As a first-time Adventurer’s League GM I had a slight case of the nerves working myself up for it. Then again as an experienced World of Darkness GM I do have some experience running horror so that evened it out.
That said, it was a LONG game, as the scenario involved checking out everything in a house and the dungeon below it, and as an investigative / exorcism scenario, there were long periods of poking sticks at things to see if anything happens punctuated by vicious, vicious combat.
In any case, here are my impressions of the game (SPOILERS AHOY!):
SLOW BURN – The scenario starts off in a slow pace, with a lot of investigation. Some of the more combat-heavy players might get bored here, but with the right mindset, it will be easier to get into the feel of the game. It does get a tad long though, but I do like how the creepiness gets more and more overt as they explore more of the house.
JUMP SCARES – Some of the fights made sense, but there were a few that were uncalled for or seemed to just be there for the sake of it.
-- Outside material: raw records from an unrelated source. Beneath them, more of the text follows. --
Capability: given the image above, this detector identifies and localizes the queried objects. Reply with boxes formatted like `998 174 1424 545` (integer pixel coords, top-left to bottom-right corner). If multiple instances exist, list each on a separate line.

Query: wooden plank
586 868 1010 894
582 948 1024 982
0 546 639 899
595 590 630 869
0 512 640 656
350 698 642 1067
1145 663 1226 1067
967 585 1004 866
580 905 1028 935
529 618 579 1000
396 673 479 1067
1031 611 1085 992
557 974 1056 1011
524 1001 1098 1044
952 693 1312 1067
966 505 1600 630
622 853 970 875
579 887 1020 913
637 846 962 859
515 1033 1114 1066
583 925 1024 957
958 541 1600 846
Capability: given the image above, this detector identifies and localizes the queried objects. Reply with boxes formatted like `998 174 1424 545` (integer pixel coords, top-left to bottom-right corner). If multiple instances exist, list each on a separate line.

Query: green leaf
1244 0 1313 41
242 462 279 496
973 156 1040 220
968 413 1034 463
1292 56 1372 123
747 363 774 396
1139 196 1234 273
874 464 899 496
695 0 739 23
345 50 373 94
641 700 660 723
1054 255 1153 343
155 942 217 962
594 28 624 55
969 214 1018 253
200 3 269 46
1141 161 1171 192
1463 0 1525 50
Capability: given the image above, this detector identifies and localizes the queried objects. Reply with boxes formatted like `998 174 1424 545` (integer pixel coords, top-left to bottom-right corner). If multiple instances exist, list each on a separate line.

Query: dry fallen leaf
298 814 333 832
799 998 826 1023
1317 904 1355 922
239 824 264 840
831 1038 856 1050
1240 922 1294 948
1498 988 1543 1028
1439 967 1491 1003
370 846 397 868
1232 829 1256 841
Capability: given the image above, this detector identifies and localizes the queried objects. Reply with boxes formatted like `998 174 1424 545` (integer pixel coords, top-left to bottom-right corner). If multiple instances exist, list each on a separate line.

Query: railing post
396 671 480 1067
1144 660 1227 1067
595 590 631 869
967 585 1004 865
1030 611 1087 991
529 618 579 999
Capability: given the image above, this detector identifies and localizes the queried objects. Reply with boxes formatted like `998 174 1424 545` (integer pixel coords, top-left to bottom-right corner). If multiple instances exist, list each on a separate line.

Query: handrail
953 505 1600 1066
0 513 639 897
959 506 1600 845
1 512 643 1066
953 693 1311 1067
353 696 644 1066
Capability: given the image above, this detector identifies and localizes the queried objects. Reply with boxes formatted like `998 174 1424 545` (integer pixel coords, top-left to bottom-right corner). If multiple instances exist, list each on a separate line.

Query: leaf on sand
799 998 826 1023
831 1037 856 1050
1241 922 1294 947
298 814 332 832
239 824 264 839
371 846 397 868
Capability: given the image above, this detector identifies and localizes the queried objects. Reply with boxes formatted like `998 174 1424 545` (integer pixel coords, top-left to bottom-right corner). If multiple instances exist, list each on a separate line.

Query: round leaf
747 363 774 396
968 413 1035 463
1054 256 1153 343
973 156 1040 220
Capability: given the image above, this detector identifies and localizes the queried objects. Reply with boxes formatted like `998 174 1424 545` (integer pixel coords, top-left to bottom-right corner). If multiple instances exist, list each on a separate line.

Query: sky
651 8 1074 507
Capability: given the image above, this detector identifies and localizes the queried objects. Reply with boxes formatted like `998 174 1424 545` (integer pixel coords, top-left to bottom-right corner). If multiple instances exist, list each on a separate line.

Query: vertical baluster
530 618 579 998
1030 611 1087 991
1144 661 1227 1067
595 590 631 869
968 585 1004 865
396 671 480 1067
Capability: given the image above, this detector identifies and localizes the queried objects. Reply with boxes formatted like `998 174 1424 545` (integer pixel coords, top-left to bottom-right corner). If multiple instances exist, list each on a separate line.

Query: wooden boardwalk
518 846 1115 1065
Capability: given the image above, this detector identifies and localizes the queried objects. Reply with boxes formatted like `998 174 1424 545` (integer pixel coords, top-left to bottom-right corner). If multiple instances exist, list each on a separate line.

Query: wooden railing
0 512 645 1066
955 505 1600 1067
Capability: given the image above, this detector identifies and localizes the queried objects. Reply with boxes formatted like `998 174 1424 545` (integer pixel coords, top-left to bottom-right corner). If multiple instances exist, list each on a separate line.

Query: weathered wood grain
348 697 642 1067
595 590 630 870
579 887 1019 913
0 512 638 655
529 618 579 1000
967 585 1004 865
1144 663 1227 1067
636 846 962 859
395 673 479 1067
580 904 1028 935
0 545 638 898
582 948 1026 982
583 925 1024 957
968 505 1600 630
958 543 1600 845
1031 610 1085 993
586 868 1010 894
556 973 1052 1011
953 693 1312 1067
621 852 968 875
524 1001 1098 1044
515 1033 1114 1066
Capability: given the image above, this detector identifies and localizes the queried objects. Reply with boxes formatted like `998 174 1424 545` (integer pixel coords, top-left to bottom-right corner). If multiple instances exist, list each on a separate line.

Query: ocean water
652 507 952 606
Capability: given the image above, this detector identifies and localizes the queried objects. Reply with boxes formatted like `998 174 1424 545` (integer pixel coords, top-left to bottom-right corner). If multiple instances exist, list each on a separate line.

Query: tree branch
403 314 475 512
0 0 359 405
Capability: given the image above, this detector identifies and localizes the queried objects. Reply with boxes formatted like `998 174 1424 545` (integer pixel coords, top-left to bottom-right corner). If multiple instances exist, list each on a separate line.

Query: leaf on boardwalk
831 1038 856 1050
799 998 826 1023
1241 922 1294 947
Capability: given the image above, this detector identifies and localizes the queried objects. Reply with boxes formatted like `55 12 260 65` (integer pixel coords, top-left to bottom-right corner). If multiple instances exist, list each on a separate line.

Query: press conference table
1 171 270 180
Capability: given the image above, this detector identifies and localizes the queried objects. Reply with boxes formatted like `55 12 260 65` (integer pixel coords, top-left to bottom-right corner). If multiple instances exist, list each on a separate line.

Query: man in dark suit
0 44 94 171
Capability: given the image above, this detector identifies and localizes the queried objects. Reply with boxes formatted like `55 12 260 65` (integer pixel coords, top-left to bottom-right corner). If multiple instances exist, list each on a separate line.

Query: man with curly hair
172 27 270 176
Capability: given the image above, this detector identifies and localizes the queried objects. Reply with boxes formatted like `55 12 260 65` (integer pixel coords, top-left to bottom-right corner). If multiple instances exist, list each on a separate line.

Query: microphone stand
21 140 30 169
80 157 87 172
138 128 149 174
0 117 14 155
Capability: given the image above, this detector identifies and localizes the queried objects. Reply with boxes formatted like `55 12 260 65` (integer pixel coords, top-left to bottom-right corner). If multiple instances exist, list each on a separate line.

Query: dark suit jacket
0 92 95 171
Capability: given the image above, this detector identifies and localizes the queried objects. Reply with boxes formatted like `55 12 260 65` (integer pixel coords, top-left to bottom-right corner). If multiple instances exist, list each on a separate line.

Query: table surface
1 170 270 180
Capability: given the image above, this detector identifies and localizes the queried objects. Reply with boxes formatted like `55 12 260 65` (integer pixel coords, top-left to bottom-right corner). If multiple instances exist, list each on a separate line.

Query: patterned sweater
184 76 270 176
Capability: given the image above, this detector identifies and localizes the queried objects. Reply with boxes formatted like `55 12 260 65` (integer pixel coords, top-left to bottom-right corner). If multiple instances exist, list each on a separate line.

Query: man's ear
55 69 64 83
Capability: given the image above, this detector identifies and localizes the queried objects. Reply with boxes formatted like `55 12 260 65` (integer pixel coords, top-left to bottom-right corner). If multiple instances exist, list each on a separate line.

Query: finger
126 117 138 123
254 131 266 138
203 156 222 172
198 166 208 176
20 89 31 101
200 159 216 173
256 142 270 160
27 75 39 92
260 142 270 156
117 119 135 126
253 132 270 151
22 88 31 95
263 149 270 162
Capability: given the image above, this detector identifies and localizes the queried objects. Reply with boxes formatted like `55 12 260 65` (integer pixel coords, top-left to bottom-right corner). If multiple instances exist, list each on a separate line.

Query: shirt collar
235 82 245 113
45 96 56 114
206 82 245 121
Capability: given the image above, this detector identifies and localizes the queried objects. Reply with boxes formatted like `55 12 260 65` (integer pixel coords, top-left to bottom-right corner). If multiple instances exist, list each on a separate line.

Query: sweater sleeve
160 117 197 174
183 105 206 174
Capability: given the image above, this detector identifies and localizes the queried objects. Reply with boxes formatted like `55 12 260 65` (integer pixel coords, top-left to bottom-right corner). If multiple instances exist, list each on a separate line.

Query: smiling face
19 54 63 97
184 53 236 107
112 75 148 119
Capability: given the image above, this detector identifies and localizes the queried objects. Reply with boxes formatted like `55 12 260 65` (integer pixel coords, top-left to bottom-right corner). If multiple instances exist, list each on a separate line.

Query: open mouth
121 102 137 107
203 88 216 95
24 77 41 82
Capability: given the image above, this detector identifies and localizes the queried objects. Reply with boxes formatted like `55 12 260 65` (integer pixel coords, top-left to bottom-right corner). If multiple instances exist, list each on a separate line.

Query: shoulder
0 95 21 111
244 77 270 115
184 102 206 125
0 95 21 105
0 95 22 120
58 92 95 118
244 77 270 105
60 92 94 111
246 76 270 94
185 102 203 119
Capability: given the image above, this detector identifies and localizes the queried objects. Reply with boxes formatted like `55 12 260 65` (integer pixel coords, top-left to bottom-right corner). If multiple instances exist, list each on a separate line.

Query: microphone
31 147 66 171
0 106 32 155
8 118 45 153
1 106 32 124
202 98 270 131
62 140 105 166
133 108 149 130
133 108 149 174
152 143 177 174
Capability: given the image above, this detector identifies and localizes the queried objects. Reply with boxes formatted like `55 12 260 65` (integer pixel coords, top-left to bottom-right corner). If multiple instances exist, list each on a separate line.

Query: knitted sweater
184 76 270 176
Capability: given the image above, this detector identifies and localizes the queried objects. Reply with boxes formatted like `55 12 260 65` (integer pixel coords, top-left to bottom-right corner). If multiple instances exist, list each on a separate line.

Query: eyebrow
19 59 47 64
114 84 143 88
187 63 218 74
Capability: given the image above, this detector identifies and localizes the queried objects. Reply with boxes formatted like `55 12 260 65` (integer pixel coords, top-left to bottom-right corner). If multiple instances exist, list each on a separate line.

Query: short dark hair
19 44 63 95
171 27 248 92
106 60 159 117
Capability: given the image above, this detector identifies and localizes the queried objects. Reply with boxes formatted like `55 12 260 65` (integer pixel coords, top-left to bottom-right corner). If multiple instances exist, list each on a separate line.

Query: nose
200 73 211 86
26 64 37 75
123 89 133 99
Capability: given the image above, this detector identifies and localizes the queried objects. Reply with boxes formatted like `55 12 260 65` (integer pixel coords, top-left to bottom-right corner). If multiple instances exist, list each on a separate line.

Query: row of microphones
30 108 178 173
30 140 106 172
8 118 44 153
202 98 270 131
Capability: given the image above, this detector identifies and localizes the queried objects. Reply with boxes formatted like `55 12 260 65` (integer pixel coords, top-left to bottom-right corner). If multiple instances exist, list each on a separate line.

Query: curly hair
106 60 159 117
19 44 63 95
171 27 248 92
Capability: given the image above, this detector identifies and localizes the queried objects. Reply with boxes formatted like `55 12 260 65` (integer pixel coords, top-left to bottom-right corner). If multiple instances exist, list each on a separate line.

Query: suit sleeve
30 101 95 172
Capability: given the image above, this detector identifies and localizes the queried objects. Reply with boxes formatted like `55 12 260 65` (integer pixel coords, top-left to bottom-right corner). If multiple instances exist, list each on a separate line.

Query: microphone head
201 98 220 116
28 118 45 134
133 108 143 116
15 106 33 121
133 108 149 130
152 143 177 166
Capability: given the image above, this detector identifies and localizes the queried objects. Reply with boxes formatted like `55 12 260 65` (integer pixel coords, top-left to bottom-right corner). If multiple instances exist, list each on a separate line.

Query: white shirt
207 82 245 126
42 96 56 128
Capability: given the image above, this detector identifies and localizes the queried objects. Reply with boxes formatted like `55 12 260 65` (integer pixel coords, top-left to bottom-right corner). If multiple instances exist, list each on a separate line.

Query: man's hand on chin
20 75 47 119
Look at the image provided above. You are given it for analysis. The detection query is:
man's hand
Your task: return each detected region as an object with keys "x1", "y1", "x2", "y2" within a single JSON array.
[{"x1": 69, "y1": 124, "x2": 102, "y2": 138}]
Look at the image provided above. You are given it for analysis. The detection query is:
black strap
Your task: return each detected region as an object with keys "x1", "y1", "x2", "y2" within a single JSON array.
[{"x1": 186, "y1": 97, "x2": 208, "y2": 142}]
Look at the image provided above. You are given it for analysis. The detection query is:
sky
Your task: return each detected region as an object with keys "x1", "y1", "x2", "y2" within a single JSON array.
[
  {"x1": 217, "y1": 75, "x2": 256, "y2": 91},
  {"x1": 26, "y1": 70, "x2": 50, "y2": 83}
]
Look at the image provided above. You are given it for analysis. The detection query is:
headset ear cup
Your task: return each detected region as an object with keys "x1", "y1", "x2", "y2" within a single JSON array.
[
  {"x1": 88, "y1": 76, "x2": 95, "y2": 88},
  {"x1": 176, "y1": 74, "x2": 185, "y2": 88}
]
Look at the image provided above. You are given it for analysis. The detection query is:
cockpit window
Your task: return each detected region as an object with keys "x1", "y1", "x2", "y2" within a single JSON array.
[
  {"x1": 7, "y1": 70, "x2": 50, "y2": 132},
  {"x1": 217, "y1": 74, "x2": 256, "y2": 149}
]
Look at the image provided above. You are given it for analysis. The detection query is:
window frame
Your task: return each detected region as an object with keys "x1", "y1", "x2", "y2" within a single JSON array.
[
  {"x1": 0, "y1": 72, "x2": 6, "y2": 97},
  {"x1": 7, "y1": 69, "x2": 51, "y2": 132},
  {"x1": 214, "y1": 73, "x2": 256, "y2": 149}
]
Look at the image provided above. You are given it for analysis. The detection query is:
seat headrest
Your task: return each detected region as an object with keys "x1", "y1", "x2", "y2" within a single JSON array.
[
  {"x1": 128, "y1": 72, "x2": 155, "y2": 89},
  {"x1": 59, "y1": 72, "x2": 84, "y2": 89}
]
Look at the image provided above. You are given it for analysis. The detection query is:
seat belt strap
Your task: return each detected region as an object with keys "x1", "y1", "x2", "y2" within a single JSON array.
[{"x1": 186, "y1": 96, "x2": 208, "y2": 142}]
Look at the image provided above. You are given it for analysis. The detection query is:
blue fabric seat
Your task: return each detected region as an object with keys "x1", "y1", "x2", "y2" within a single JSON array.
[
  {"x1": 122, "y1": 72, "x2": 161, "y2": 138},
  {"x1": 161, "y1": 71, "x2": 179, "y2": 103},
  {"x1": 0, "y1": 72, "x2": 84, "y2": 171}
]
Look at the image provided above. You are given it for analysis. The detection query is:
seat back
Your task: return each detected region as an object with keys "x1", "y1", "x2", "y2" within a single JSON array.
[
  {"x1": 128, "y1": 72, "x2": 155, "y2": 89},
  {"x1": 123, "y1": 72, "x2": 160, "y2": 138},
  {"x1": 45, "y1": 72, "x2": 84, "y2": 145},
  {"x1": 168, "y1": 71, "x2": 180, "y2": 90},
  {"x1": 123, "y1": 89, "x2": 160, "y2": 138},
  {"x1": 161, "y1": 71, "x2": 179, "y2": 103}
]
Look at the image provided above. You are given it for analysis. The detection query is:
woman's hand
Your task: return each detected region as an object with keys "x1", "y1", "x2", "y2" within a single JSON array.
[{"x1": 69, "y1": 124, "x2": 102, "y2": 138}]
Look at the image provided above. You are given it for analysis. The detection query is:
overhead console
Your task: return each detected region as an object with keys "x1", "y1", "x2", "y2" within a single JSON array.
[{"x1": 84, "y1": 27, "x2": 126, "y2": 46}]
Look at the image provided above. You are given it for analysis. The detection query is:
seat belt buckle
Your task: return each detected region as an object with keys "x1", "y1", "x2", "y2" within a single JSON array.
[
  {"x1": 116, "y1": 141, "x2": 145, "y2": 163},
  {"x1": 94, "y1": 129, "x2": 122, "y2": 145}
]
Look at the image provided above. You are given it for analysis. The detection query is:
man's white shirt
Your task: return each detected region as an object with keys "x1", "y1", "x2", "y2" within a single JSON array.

This is purely subjective though, as I felt that the Animated Armor was okay, but that damned broom was weird.
TOO MANY GHOSTS – I understand that this is a horror scenario, but nothing sucks the fun out of an encounter than fighting more than one thing that Resists all your damage. The Spectre was a terrifying encounter that left one of the party dead in one hit, and it could Resist pretty much anything the party threw at it.
SHAMBLING MOUND – I’m not sure if the Shambling Mound was meant to be a combat encounter because the moment it appeared, the party just up and ran away from it. Thankfully they could all outpace it.
KILLER HOUSE – The last part of the module involved a mad dash out of the house. It was harrowing and made for a hilarious last nailbiter as the players prayed for high rolls.
Death House is a big scenario crammed into a tiny space. Play it in a quiet location, take your time, and let your players take in the ambience. While there’s no taking away the tactical thinking when you’re working with D&D, it does a commendable job in relaying horror tropes to help with transitioning the players to understand the nature of Ravenloft as being fundamentally bleaker than in the Forgotten Realms.